I had a similar problem. In my situation, setting DISPLAY wasn't enough. By default, some of the environment is set when starting the tmux server (when starting the first session), not just any new session. The following works for me, but I doubt it's optimal.

In .tmux.conf, make tmux remember the variables that you want to keep from the outside environment. I used ones that differed between locally using Gnome Terminal and remotely using Terminal.app. Some of them probably aren't necessary, but I'm not sure which. The -g flag might not be correct.

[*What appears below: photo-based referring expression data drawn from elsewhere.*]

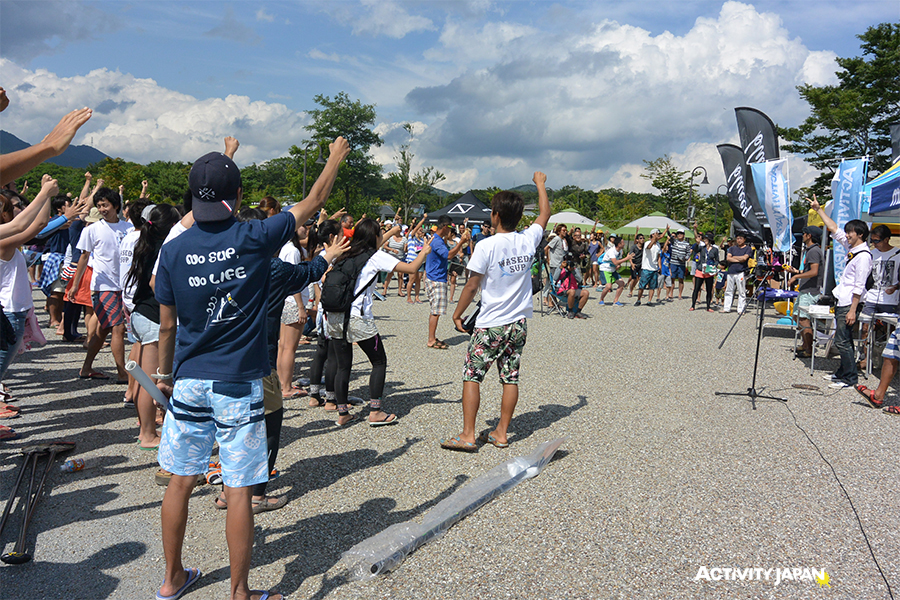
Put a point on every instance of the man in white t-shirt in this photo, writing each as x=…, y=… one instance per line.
x=501, y=267
x=650, y=267
x=101, y=242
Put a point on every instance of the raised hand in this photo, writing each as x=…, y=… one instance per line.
x=338, y=149
x=61, y=136
x=74, y=209
x=231, y=146
x=49, y=186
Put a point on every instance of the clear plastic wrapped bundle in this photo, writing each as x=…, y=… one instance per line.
x=385, y=551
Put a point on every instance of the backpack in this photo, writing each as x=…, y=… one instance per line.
x=337, y=289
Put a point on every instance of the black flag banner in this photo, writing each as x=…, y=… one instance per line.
x=737, y=173
x=895, y=143
x=759, y=140
x=759, y=143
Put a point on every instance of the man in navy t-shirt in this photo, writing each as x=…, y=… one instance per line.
x=436, y=276
x=213, y=281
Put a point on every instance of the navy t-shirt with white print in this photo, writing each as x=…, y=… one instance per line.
x=217, y=277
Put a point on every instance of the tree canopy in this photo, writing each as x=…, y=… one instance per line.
x=852, y=118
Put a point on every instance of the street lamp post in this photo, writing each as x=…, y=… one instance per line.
x=319, y=161
x=691, y=189
x=716, y=222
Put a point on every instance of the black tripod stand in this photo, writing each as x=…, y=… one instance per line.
x=752, y=392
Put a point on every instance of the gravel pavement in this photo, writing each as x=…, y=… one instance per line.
x=658, y=478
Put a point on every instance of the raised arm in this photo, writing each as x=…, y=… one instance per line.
x=540, y=180
x=231, y=146
x=303, y=210
x=16, y=164
x=30, y=221
x=831, y=225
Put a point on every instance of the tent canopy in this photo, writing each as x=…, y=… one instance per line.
x=468, y=206
x=571, y=219
x=655, y=220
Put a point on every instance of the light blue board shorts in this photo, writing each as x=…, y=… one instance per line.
x=201, y=412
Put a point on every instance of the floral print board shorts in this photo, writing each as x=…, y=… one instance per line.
x=504, y=344
x=201, y=412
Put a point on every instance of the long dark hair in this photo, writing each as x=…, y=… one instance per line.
x=153, y=233
x=365, y=238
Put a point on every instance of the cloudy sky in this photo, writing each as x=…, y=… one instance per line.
x=581, y=90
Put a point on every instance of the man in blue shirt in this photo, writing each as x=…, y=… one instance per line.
x=436, y=276
x=213, y=281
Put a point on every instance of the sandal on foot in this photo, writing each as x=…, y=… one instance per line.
x=193, y=576
x=94, y=375
x=869, y=395
x=388, y=420
x=353, y=419
x=486, y=438
x=455, y=443
x=264, y=505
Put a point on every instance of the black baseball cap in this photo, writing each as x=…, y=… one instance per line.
x=814, y=232
x=214, y=182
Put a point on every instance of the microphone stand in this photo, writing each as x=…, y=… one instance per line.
x=752, y=392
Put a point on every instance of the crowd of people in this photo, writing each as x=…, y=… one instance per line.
x=215, y=298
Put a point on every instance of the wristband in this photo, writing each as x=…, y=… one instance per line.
x=162, y=376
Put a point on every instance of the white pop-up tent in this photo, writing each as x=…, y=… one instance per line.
x=571, y=219
x=655, y=220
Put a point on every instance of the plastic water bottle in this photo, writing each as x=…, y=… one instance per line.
x=72, y=465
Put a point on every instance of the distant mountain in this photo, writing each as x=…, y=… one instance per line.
x=74, y=156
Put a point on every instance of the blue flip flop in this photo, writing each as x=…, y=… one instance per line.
x=193, y=576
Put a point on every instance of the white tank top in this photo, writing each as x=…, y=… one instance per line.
x=15, y=289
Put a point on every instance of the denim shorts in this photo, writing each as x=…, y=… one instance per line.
x=649, y=279
x=202, y=412
x=145, y=331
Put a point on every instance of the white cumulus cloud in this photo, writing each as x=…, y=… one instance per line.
x=585, y=105
x=139, y=120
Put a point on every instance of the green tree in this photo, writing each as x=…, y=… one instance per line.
x=852, y=118
x=674, y=185
x=406, y=184
x=353, y=120
x=118, y=171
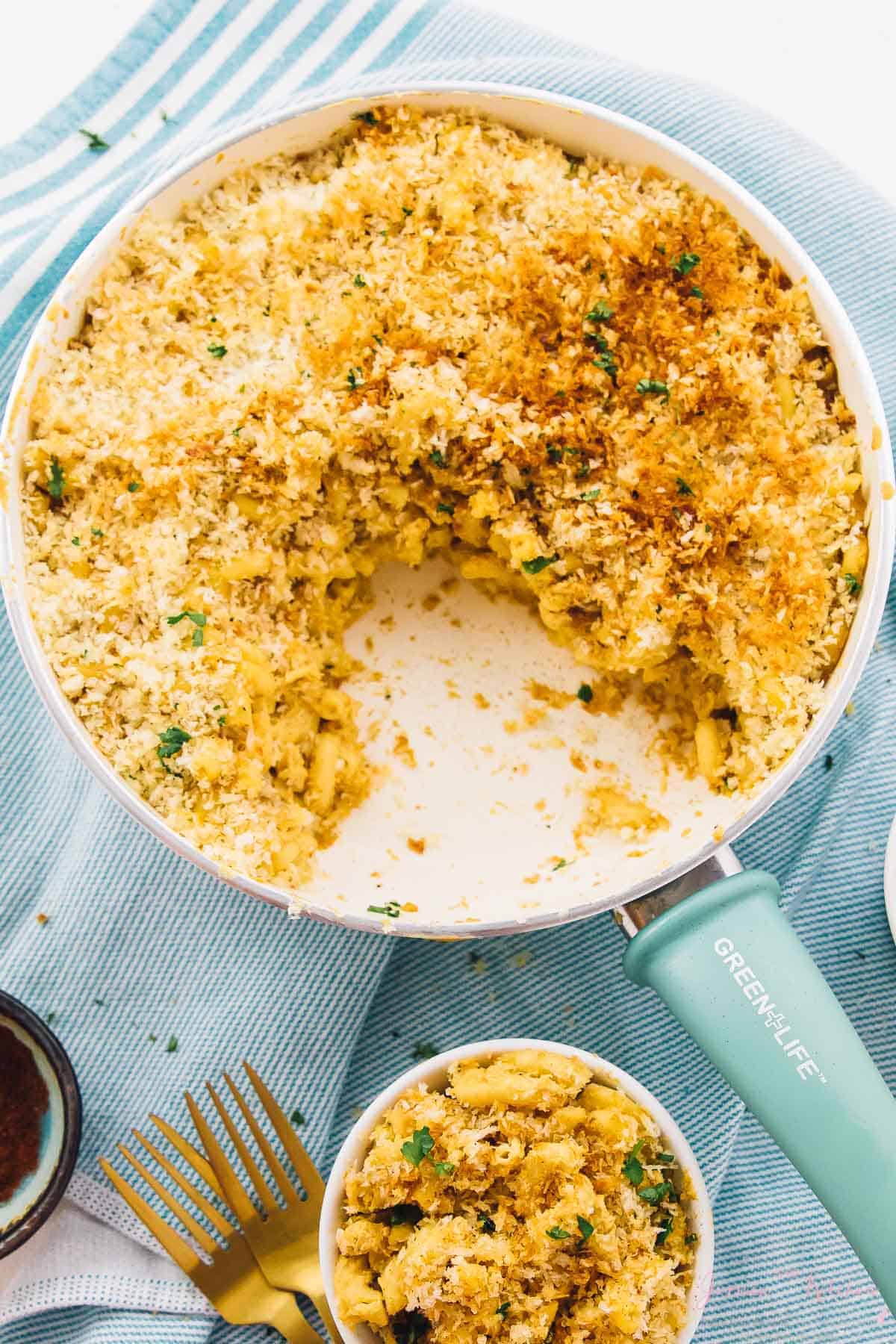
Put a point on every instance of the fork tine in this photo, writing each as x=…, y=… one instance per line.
x=195, y=1229
x=245, y=1156
x=190, y=1154
x=166, y=1236
x=234, y=1192
x=287, y=1187
x=188, y=1189
x=308, y=1174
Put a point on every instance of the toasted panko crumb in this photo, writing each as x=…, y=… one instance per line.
x=501, y=1207
x=581, y=382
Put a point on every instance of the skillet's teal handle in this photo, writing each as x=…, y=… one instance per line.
x=732, y=971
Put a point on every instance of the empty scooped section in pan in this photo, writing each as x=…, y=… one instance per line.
x=499, y=793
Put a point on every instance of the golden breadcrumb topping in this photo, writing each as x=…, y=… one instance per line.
x=526, y=1202
x=579, y=381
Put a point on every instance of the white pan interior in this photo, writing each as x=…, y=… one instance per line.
x=480, y=785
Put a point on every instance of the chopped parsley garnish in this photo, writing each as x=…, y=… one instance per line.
x=420, y=1148
x=632, y=1169
x=685, y=264
x=408, y=1327
x=417, y=1148
x=539, y=564
x=169, y=744
x=199, y=621
x=608, y=363
x=652, y=386
x=94, y=141
x=656, y=1194
x=55, y=483
x=399, y=1214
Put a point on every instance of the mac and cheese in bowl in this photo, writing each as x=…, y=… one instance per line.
x=527, y=1198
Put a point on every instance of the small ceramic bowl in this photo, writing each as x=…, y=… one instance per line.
x=435, y=1073
x=40, y=1192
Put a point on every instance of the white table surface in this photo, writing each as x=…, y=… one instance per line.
x=825, y=66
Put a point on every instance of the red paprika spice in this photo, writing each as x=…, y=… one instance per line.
x=23, y=1104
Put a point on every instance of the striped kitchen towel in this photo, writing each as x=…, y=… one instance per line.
x=143, y=952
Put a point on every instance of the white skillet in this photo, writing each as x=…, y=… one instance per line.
x=724, y=959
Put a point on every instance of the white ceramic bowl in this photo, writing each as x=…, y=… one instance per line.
x=435, y=1071
x=477, y=811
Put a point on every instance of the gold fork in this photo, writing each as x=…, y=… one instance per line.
x=284, y=1241
x=231, y=1280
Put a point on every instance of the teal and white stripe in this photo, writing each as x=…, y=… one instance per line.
x=331, y=1016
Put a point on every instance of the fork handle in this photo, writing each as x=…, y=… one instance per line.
x=292, y=1324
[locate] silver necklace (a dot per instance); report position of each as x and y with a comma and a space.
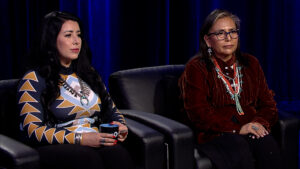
82, 94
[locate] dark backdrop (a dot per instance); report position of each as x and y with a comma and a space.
127, 34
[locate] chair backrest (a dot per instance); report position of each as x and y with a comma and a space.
148, 89
9, 117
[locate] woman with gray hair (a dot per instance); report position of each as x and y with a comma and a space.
227, 99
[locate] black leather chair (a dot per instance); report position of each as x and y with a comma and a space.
145, 144
154, 95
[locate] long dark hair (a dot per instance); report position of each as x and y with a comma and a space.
49, 64
208, 23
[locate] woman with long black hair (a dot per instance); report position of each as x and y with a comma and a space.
62, 102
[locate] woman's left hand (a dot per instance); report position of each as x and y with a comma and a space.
123, 131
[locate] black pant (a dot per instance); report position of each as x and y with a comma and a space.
232, 151
72, 156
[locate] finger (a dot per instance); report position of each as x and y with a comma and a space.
107, 135
107, 142
255, 130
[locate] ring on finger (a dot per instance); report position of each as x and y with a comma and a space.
254, 128
102, 140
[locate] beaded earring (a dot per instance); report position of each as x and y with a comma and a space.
209, 51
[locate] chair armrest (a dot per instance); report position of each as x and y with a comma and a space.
146, 146
14, 154
179, 137
286, 132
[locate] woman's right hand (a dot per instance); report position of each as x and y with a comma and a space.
254, 128
94, 139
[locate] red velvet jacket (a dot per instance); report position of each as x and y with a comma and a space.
211, 109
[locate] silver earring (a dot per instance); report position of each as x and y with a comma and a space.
209, 51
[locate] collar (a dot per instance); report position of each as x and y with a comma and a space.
66, 70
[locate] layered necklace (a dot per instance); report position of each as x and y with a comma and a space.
235, 89
83, 94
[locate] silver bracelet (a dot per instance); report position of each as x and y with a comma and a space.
78, 137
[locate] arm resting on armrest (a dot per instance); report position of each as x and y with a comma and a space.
15, 154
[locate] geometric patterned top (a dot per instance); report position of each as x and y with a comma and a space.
73, 116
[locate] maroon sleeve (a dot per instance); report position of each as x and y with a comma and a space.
267, 113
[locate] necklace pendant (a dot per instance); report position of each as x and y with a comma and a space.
84, 100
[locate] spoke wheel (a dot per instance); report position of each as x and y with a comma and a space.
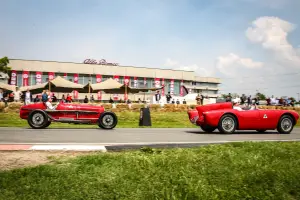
108, 120
207, 129
285, 124
227, 124
37, 120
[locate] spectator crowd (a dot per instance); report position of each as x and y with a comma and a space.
249, 100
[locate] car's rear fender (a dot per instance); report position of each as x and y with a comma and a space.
293, 115
213, 118
193, 116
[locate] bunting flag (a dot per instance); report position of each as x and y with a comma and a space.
157, 82
25, 78
172, 87
126, 80
75, 81
98, 80
38, 77
116, 96
135, 81
51, 76
117, 78
163, 89
13, 78
181, 88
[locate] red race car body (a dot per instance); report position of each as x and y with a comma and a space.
38, 116
227, 119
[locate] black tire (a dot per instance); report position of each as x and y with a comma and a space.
230, 126
207, 129
48, 123
37, 119
107, 120
285, 124
261, 131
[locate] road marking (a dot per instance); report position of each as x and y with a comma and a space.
150, 143
69, 147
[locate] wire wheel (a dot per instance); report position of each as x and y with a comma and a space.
286, 124
38, 119
107, 120
227, 124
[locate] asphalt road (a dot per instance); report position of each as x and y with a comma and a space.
130, 136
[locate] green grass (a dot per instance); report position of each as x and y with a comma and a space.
125, 120
232, 171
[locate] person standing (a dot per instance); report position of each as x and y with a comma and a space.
168, 97
28, 97
157, 97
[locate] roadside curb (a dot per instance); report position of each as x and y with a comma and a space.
120, 146
19, 147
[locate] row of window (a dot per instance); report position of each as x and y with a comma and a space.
84, 79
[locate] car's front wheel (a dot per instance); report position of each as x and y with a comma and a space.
207, 129
107, 120
285, 124
227, 124
37, 120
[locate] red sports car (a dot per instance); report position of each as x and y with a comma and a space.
223, 117
38, 116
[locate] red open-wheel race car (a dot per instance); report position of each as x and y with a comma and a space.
38, 116
226, 119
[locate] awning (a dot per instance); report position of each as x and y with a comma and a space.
8, 87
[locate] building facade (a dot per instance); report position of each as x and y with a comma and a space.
31, 72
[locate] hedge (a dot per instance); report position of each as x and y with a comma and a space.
121, 107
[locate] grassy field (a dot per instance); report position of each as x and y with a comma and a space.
231, 171
126, 120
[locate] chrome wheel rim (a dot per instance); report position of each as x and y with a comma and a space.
37, 119
108, 120
228, 124
286, 124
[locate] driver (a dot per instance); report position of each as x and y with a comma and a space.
49, 105
236, 105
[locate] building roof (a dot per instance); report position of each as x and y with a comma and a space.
82, 68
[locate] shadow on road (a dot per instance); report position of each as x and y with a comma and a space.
235, 133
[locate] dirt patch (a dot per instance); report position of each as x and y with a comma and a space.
19, 159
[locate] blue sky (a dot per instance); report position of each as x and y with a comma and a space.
214, 37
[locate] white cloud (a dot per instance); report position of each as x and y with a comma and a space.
270, 3
232, 63
193, 67
271, 33
170, 62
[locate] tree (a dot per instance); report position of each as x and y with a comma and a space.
261, 96
3, 65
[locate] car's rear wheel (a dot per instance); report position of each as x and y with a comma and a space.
285, 124
107, 120
261, 131
227, 124
207, 128
48, 123
37, 120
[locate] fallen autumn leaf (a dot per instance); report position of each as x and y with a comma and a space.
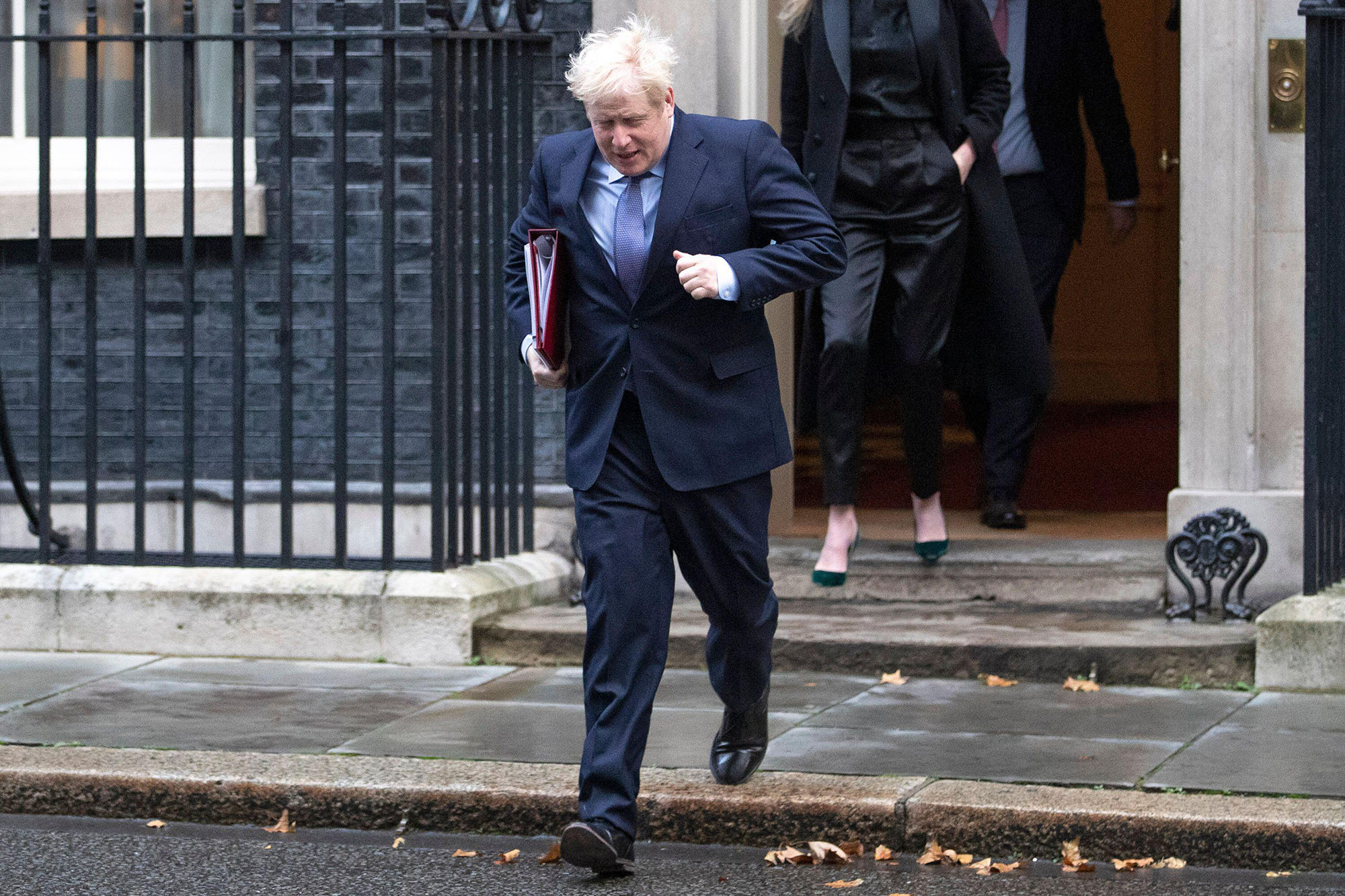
283, 825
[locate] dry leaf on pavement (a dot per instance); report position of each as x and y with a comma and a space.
1073, 858
825, 853
935, 853
283, 826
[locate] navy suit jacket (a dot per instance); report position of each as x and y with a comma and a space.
704, 369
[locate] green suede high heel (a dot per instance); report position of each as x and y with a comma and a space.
832, 579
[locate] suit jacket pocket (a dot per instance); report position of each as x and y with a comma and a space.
731, 362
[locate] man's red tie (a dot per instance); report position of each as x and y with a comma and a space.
1000, 22
1001, 25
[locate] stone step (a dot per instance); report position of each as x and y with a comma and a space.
1112, 576
1032, 643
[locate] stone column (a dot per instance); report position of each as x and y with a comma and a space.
1242, 284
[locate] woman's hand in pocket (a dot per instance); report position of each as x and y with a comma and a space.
965, 157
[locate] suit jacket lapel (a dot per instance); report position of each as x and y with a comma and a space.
836, 26
572, 185
685, 165
925, 29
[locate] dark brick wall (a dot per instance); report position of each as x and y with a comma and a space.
555, 111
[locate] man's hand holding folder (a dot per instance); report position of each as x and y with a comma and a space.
547, 296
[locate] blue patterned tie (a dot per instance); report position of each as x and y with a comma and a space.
629, 239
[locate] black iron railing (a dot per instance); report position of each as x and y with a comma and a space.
1324, 309
474, 395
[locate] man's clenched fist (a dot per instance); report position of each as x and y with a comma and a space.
544, 376
700, 275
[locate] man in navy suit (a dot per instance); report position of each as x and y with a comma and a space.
680, 229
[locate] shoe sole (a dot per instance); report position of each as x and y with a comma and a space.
586, 849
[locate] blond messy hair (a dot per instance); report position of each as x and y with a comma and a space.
631, 60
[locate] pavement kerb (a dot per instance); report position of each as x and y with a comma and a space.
677, 805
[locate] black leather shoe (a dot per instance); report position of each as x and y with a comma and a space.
1001, 512
740, 745
599, 848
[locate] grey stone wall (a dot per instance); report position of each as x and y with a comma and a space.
313, 341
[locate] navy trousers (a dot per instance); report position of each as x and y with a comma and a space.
630, 525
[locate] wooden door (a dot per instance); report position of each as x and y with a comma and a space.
1117, 319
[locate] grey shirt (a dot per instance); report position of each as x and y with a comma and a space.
1017, 150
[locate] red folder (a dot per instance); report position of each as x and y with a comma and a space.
547, 294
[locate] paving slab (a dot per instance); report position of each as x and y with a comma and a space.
540, 733
1009, 758
1253, 760
942, 705
197, 716
287, 673
29, 676
680, 689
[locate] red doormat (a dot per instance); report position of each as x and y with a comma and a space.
1087, 458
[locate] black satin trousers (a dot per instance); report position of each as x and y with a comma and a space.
900, 209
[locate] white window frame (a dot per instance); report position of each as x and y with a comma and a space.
115, 175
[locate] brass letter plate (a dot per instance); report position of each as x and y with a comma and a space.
1288, 61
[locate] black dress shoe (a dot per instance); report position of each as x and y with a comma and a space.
740, 745
598, 846
1001, 512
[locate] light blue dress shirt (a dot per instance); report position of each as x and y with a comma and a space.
603, 189
1016, 149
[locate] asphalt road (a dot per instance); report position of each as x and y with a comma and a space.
76, 857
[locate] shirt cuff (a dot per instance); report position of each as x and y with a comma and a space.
728, 280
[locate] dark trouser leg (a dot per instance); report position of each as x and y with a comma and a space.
1012, 420
847, 314
629, 602
720, 537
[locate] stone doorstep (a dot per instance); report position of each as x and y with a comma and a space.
1301, 643
403, 616
677, 805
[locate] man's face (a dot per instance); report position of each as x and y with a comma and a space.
631, 132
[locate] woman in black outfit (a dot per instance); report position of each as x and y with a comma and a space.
892, 108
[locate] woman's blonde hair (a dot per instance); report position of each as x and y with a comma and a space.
796, 15
631, 60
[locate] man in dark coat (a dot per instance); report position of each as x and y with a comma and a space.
1059, 58
680, 229
999, 329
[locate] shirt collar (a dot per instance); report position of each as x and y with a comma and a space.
613, 175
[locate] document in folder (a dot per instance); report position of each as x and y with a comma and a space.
545, 291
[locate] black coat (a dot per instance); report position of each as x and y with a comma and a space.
999, 330
1069, 61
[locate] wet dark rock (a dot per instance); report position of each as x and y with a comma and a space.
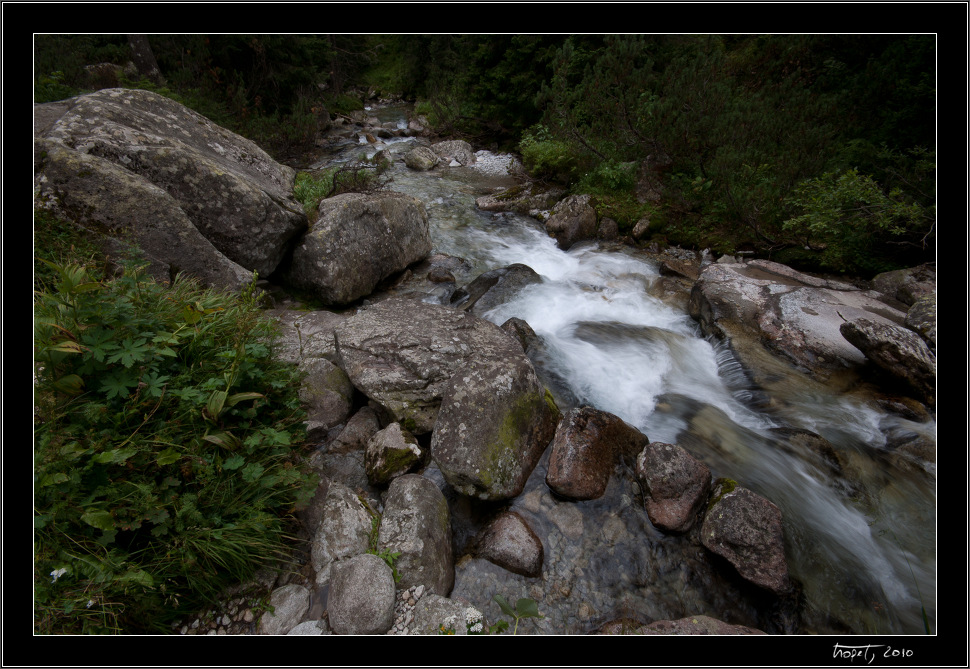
573, 220
357, 241
921, 319
509, 542
898, 351
494, 288
583, 453
746, 529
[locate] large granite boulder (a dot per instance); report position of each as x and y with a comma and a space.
403, 353
134, 160
496, 420
361, 599
794, 315
417, 525
746, 529
357, 241
900, 352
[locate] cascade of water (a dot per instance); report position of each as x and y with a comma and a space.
860, 535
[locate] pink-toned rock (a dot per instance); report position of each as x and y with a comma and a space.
676, 486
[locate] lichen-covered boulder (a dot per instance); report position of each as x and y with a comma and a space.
496, 420
417, 524
421, 158
361, 599
746, 529
509, 542
327, 395
344, 531
232, 192
357, 241
676, 486
402, 354
112, 204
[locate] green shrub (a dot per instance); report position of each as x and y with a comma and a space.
361, 176
549, 158
165, 449
851, 221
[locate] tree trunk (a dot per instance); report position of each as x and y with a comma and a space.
144, 59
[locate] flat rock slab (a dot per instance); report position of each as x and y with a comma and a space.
403, 353
794, 315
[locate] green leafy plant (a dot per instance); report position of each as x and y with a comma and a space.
166, 448
847, 216
525, 607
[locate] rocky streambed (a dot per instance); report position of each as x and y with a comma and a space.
507, 400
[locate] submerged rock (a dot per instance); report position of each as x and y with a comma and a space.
417, 524
509, 542
357, 241
361, 599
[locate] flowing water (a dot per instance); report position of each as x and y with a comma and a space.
860, 525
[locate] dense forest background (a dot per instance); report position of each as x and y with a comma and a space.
813, 150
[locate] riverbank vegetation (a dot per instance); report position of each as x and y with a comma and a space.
166, 442
815, 150
166, 437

set -g update-environment "\
  CLUTTER_IM_MODULE \
  DBUS_SESSION_BUS_ADDRESS \
  DBUS_SESSION_BUS_ADDRESS \
  DEFAULTS_PATH \
  DESKTOP_AUTOSTART_ID \
  DESKTOP_SESSION \
  DISPLAY \
  GDMSESSION \
  GNOME_DESKTOP_SESSION_ID \
  GPG_AGENT_INFO \
  GTK_IM_MODULE \
  GTK_MODULES \
  SESSION_MANAGER \
  SSH_AGENT_PID \
  SSH_ASKPASS \
  SSH_AUTH_SOCK \
  SSH_CONNECTION \
  WINDOWID \
  WINDOWPATH \
  XAUTHORITY \
  XDG_CONFIG_DIRS \
  XDG_CURRENT_DESKTOP \
  XDG_DATA_DIRS \
  XDG_MENU_PREFIX \
  XDG_RUNTIME_DIR \
  XDG_SEAT \
  XDG_SESSION_DESKTOP \
  XDG_SESSION_ID \
  XDG_SESSION_TYPE \
  XDG_VTNR \
  XMODIFIERS \
  "

Despite the name "update-environment", the setting doesn't seem to actually change the environment. You can, however, retrieve it using tmux show-environment. So I used it to update the environment in my .zshrc:

zshrc_restore_x11_vars()
{
  if [[ -z $TMUX ]]
  then
    return 0
  fi

  local tmux_env="$(tmux show-environment)"

  for var_line in ${(f)tmux_env}
  do
    if [[ $var_line == -[A-Za-z_]* ]]
    then
      local var=${var_line#-}
      unset $var

    elif [[ $var_line == [A-Za-z_]*'='* ]]
    then
      export $var_line

    fi
  done
}

precmd()
{
  zshrc_restore_x11_vars
}

preexec()
{
  zshrc_restore_x11_vars
}

Using tmux show-environment -s probably would have been better. But I didn't know about that until I re-read part of man tmux to write this answer.

Still, I have to detach and reattach sometimes, when using an existing session. Though it is much less annoying than before.

Full disclosure: The idea of using tmux show-environment in theprecmd and preexec hooks wasn't my own, but I forget where I saw it. Thank you, to whoever wrote that, wherever you wrote it.

1
  • Worked for me without the shell script. Very pleased thank you.